对于我的 CS 类,我需要在 Java 中实现 Prim 算法,并且我在优先级队列步骤中遇到问题。我有优先级队列的经验,并且了解它们通常可以工作,但我在某个特定步骤时遇到了麻烦。
Prim(G,w,r)
For each u in V[G]
do key[u] ← ∞
π[u] ← NIL
key[r] ← 0
Q ← V[G]
While Q ≠ Ø
do u ← EXTRACT-MIN(Q)
for each v in Adj[u]
if v is in Q and w(u,v) < key[v]
then π[v] ← u
key[v] ← w(u,v)
我创建了一个包含键值(我假设它是连接到节点的最轻的边缘)和父节点的节点类。我的问题是我不明白将节点添加到优先级队列中。当父节点设置为 NIL 并将键设置为 ∞ 时,将所有节点添加到优先级队列对我来说没有意义。
如果你不想使用 PriorityQueue,这里是我在 Java 中的 Heap 实现。
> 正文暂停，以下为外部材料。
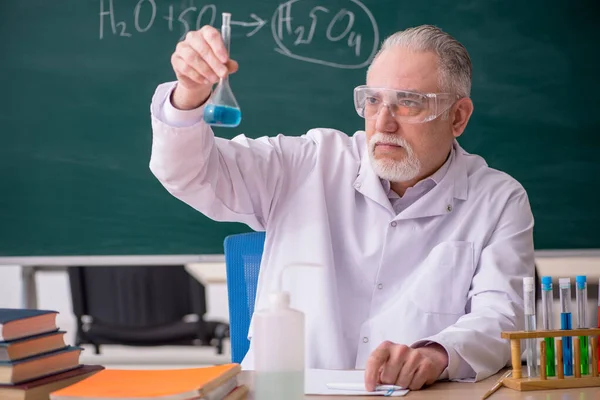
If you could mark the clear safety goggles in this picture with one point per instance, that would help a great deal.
(405, 106)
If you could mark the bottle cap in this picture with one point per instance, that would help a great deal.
(279, 299)
(546, 280)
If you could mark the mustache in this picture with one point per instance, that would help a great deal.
(380, 138)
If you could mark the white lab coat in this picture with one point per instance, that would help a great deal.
(447, 269)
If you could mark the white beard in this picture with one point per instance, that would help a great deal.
(392, 170)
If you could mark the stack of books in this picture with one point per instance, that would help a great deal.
(34, 357)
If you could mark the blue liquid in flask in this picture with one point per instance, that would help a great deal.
(216, 114)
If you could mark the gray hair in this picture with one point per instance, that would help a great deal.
(454, 67)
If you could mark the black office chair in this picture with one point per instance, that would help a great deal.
(141, 306)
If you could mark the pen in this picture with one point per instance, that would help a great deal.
(361, 387)
(496, 386)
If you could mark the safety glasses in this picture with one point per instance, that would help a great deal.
(405, 106)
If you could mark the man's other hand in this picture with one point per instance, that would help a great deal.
(398, 364)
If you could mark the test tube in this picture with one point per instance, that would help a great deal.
(530, 344)
(564, 285)
(548, 324)
(598, 350)
(581, 297)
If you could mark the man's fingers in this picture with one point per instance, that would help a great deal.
(419, 379)
(232, 66)
(412, 360)
(185, 73)
(376, 361)
(391, 370)
(199, 54)
(215, 41)
(194, 62)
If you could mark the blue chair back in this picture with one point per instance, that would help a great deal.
(243, 253)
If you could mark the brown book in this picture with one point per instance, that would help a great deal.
(28, 369)
(40, 389)
(31, 346)
(16, 323)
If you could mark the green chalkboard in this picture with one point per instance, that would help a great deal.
(78, 75)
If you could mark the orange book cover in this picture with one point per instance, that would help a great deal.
(119, 383)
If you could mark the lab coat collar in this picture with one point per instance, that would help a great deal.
(438, 201)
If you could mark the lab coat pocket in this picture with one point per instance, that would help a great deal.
(441, 283)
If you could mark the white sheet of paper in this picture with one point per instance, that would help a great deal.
(316, 381)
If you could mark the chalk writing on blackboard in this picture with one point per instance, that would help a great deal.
(355, 43)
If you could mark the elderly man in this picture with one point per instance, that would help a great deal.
(423, 246)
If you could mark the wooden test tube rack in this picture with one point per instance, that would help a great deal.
(542, 382)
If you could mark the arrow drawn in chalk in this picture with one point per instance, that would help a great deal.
(258, 23)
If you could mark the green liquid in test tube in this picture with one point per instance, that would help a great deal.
(530, 344)
(547, 324)
(582, 316)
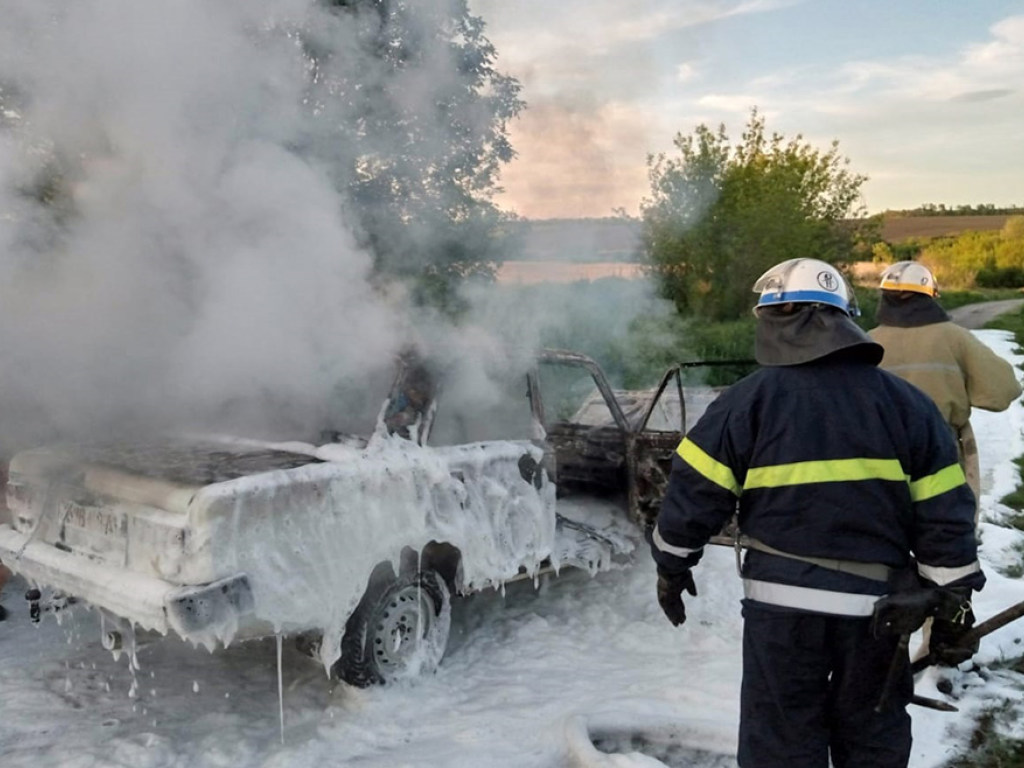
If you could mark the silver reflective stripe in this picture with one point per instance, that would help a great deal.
(943, 577)
(677, 551)
(822, 601)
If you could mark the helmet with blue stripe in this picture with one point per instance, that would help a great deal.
(806, 282)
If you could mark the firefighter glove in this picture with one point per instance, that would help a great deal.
(946, 640)
(670, 594)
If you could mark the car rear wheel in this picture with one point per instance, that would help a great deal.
(399, 630)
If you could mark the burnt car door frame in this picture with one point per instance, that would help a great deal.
(642, 456)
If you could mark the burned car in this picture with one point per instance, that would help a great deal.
(359, 543)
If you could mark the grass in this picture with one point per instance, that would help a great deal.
(989, 748)
(989, 745)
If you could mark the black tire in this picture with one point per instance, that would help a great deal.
(398, 630)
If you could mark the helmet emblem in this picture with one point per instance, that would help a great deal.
(827, 281)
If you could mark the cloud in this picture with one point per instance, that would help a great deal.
(685, 72)
(983, 95)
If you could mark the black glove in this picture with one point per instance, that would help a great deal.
(670, 594)
(946, 641)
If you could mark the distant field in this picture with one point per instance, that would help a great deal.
(529, 272)
(895, 229)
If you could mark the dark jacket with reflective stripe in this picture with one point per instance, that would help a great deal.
(834, 459)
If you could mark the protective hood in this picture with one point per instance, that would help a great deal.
(809, 334)
(909, 309)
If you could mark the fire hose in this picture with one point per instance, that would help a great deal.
(905, 613)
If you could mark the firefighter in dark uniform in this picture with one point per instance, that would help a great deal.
(841, 473)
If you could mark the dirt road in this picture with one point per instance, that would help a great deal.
(976, 315)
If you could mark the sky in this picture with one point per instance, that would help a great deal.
(923, 95)
(532, 677)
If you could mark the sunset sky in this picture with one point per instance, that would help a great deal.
(925, 96)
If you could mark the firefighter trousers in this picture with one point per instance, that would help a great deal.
(811, 684)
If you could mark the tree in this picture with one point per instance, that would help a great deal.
(720, 214)
(422, 117)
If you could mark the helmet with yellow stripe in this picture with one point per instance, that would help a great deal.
(909, 275)
(805, 282)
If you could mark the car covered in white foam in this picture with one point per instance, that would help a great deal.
(359, 543)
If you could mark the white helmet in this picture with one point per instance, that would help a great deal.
(806, 282)
(909, 275)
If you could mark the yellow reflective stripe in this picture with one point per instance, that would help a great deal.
(711, 468)
(940, 482)
(829, 470)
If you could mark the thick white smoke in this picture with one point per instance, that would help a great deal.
(189, 264)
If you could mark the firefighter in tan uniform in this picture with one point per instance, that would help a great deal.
(943, 359)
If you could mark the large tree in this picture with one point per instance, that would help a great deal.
(720, 213)
(422, 117)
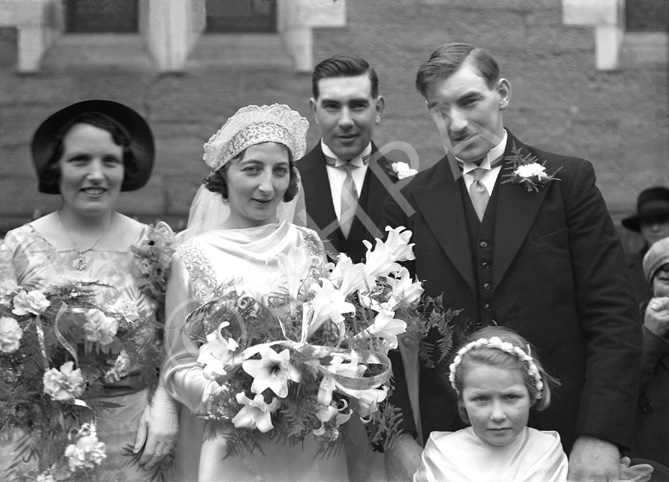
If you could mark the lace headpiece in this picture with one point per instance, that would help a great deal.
(505, 346)
(253, 125)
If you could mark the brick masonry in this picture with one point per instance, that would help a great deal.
(618, 120)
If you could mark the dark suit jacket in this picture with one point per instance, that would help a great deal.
(559, 279)
(322, 218)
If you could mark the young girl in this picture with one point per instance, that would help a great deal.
(498, 379)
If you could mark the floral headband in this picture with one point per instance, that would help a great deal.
(253, 125)
(505, 346)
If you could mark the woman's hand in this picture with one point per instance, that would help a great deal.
(158, 429)
(656, 317)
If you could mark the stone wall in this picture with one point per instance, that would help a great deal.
(618, 120)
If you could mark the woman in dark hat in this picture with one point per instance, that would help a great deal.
(651, 221)
(90, 152)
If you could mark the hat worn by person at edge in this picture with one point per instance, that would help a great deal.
(651, 219)
(134, 135)
(656, 259)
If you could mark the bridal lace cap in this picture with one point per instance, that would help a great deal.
(253, 125)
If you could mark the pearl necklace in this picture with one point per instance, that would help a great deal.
(81, 264)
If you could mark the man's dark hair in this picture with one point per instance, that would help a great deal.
(341, 65)
(448, 58)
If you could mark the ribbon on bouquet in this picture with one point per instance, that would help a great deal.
(40, 339)
(318, 352)
(59, 336)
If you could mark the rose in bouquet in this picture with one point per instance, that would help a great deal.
(55, 344)
(305, 356)
(528, 171)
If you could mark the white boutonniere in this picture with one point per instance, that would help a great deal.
(403, 170)
(528, 171)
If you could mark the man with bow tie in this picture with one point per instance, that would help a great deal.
(522, 238)
(345, 177)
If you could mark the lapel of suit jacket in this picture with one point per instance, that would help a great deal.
(440, 203)
(317, 198)
(515, 213)
(371, 198)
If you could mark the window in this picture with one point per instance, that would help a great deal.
(241, 16)
(101, 16)
(646, 15)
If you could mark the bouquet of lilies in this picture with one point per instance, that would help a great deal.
(55, 344)
(312, 354)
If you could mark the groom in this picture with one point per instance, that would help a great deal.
(345, 177)
(539, 255)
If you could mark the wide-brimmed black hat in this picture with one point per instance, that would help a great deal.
(133, 124)
(652, 202)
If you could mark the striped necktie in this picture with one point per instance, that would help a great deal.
(349, 199)
(349, 193)
(478, 193)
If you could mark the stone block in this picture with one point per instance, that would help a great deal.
(44, 88)
(180, 191)
(126, 86)
(15, 160)
(591, 12)
(193, 97)
(8, 47)
(19, 195)
(19, 121)
(150, 200)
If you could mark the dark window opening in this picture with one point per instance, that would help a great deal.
(647, 15)
(241, 16)
(101, 16)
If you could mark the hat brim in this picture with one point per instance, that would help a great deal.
(44, 141)
(651, 209)
(632, 223)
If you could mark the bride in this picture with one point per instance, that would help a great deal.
(238, 225)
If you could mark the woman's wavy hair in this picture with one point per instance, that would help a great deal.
(216, 182)
(51, 174)
(494, 357)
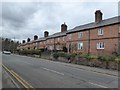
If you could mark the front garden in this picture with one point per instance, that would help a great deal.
(102, 61)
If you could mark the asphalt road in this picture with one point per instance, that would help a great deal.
(42, 73)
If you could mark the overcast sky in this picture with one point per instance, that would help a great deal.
(26, 19)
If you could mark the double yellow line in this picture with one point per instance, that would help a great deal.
(24, 83)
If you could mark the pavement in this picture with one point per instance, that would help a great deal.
(42, 73)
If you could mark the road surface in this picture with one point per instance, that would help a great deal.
(42, 73)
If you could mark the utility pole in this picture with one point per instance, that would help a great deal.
(14, 45)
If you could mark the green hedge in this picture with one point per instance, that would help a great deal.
(62, 54)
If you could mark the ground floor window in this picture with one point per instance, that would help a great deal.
(80, 45)
(100, 45)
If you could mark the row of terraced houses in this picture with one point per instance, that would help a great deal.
(99, 37)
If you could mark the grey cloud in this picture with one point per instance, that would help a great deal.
(24, 20)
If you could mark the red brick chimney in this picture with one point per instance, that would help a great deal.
(46, 34)
(35, 37)
(63, 27)
(28, 40)
(98, 16)
(23, 41)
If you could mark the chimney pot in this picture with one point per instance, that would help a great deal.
(63, 27)
(46, 34)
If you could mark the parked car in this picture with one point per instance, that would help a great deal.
(6, 52)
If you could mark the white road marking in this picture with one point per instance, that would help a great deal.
(53, 71)
(98, 85)
(27, 63)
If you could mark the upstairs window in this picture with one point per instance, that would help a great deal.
(100, 45)
(100, 32)
(58, 39)
(80, 45)
(80, 34)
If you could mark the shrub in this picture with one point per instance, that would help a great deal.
(117, 60)
(87, 56)
(30, 52)
(105, 58)
(56, 55)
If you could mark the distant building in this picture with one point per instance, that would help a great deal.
(99, 37)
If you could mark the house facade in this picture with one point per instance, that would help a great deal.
(99, 37)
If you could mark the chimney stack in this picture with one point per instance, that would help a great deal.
(35, 37)
(98, 16)
(46, 34)
(23, 41)
(63, 27)
(28, 40)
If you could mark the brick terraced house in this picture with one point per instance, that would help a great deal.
(99, 37)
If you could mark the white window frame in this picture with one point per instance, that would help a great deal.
(100, 31)
(80, 45)
(58, 39)
(63, 38)
(80, 34)
(100, 45)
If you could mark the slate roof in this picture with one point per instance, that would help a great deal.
(104, 22)
(57, 35)
(94, 24)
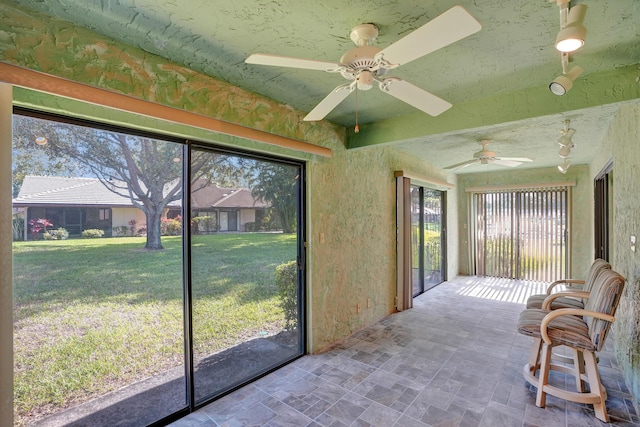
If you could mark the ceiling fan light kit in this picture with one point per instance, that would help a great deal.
(564, 166)
(366, 64)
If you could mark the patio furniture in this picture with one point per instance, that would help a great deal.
(583, 331)
(565, 301)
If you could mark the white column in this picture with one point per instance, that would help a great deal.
(6, 279)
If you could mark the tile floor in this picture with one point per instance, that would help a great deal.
(455, 359)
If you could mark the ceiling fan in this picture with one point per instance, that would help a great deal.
(366, 64)
(486, 156)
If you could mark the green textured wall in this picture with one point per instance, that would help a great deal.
(582, 206)
(353, 202)
(351, 196)
(622, 142)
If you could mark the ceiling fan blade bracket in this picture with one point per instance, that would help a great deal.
(382, 63)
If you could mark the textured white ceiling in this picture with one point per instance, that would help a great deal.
(513, 51)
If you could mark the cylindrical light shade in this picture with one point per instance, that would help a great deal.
(564, 152)
(562, 84)
(572, 36)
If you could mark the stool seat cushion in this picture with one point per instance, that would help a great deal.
(563, 330)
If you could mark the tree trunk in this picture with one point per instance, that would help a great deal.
(153, 230)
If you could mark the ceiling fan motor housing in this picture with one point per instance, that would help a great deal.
(362, 66)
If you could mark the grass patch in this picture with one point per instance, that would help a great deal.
(92, 315)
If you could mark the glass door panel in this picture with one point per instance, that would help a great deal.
(417, 241)
(427, 238)
(245, 286)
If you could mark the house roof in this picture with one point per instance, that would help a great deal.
(54, 190)
(64, 191)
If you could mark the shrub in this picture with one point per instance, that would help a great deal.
(287, 284)
(37, 226)
(59, 234)
(92, 233)
(120, 230)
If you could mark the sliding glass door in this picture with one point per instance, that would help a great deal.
(98, 320)
(522, 234)
(427, 238)
(151, 274)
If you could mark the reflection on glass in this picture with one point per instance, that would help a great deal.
(244, 271)
(97, 276)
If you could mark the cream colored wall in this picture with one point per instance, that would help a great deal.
(582, 208)
(246, 215)
(622, 144)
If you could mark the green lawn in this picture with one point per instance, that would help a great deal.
(92, 315)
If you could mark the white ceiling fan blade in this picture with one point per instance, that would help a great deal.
(462, 164)
(453, 25)
(505, 162)
(285, 61)
(414, 96)
(330, 102)
(515, 159)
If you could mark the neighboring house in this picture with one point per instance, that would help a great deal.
(77, 204)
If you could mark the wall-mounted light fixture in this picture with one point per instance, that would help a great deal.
(570, 38)
(572, 30)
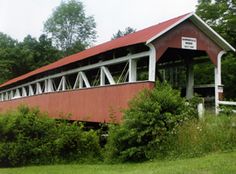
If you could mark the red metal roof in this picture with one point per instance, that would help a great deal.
(141, 36)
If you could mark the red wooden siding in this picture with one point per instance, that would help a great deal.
(91, 104)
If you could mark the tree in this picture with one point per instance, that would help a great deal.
(17, 58)
(71, 30)
(221, 16)
(33, 53)
(120, 33)
(7, 56)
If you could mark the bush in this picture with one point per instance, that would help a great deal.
(198, 137)
(28, 136)
(153, 115)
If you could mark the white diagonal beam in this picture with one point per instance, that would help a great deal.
(105, 72)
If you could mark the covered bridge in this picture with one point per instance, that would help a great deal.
(97, 82)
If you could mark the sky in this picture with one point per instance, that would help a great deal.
(18, 18)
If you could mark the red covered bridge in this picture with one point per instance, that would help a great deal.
(94, 83)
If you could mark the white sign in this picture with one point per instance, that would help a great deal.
(189, 43)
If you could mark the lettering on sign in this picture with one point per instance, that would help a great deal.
(189, 43)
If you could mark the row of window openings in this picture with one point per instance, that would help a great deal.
(75, 81)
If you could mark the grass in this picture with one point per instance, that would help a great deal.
(217, 163)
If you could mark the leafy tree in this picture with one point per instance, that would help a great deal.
(8, 53)
(221, 16)
(70, 28)
(120, 33)
(17, 58)
(152, 116)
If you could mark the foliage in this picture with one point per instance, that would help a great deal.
(120, 33)
(198, 137)
(8, 53)
(17, 58)
(70, 28)
(28, 136)
(221, 16)
(217, 163)
(152, 117)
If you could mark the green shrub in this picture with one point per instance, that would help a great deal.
(198, 137)
(28, 136)
(152, 117)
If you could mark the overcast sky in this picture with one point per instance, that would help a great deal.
(19, 18)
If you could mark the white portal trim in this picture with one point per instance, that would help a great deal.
(152, 63)
(169, 28)
(132, 70)
(218, 80)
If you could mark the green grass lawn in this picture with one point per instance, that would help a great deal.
(211, 164)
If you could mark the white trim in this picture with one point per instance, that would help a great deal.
(227, 103)
(218, 80)
(88, 67)
(38, 88)
(209, 31)
(132, 70)
(220, 54)
(17, 94)
(31, 91)
(106, 71)
(85, 79)
(215, 34)
(24, 93)
(169, 28)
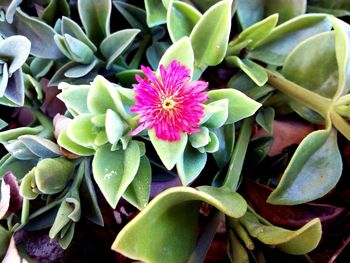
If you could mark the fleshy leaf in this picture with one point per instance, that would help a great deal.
(95, 16)
(114, 45)
(114, 170)
(190, 164)
(240, 105)
(171, 220)
(297, 242)
(138, 191)
(168, 152)
(313, 171)
(40, 35)
(181, 51)
(182, 18)
(210, 35)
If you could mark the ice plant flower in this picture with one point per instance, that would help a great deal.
(171, 104)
你可以用 MinHeap 替换 PriorityQueue。
package algo2;
import java.io.DataInputStream;
import java.io.InputStream;
import java.util.HashMap;
import java.util.Map;
import java.util.PriorityQueue;
public class Prims {
private static final class GNode implements Comparable<GNode> {
// unique id of the node
int id;
// map of child nodes and their respective distance from current node 'id'
Map<GNode, Integer> children = new HashMap<GNode, Integer>();
// used in future computation, to store minimal/optimal updated distance
int distFromParent=0;
public GNode(int i) {
this.id=i;
}
@Override
public int compareTo(GNode o) {
return this.distFromParent-o.distFromParent;
}
@Override
public String toString() {
return "GNode [id=" + id + ", distFromParent=" + distFromParent
+ "]";
}
}
static long findLengthOfMST(GNode[] nodes) {
PriorityQueue<GNode> pq = new PriorityQueue<GNode>();
boolean[] visited = new boolean[nodes.length];
boolean[] exited = new boolean[nodes.length];
pq.add(nodes[1]);
visited[1] = true;
long sum = 0;
int count = 0;
while (pq.size() > 0) {
GNode o = pq.poll();
if (!exited[o.id]) {
for (GNode n : o.children.keySet()) {
if (exited[n.id]) {
continue;
}
if (visited[n.id]) {
if (n.distFromParent >= o.children.get(n)) {
n.distFromParent = o.children.get(n);
}
} else {
visited[n.id] = true;
n.distFromParent = o.children.get(n);
pq.add(n);
}
}
sum += o.distFromParent;
exited[o.id] = true;
count++;
}
if (pq.size() == 0) {
for (int i = 1; i < nodes.length; i++) {
if (!exited[i]) {
pq.add(nodes[i]);
}
}
}
}
System.out.println(count);
return sum;
}
public static void main(String[] args) {
StdIn s = new StdIn(System.in);
int V = s.nextInt();
int E = s.nextInt();
GNode[] nodes = new GNode[V+1];
for (int i = 0; i < E; i++) {
int u = s.nextInt();
int v = s.nextInt();
GNode un = nodes[u];
GNode vn = nodes[v];
if (un == null) {
un = new GNode(u);
nodes[u] = un;
}
if (vn == null) {
vn = new GNode(v);
nodes[v] = vn;
}
int w = s.nextInt();
un.children.put(vn, w);
vn.children.put(un, w);
}
long len = findLengthOfMST(nodes);
System.out.println(len);
}
private static class StdIn {
final private int BUFFER_SIZE = 1 << 17;
private DataInputStream din;
private byte[] buffer;
private int bufferPointer, bytesRead;
public StdIn(InputStream in) {
din = new DataInputStream(in);
buffer = new byte[BUFFER_SIZE];
bufferPointer = bytesRead = 0;
}
public int nextInt() {int ret = 0;byte c = read();while (c <= ' ')c = read();boolean neg = c == '-';if (neg)c=read();do{ret=ret*10+c-'0';c = read();} while (c>' ');if(neg)return -ret;return ret;}
private void fillBuffer(){try{bytesRead=din.read(buffer,bufferPointer=0,BUFFER_SIZE);}catch(Exception e) {}if(bytesRead==-1)buffer[0]=-1;}
private byte read(){if(bufferPointer == bytesRead)fillBuffer();return buffer[bufferPointer++];}
}
}
您不必担心将所有节点添加到优先级队列中,即使它们具有无限键;它们最终会在伪代码的最后一行被 DECREASE_KEY 降低。无论如何你都需要这个操作,所以没有理由不简化你的生活并一次性插入它们。
我只看到您的伪代码存在一个问题,即它在断开连接的图形上会表现得很奇怪。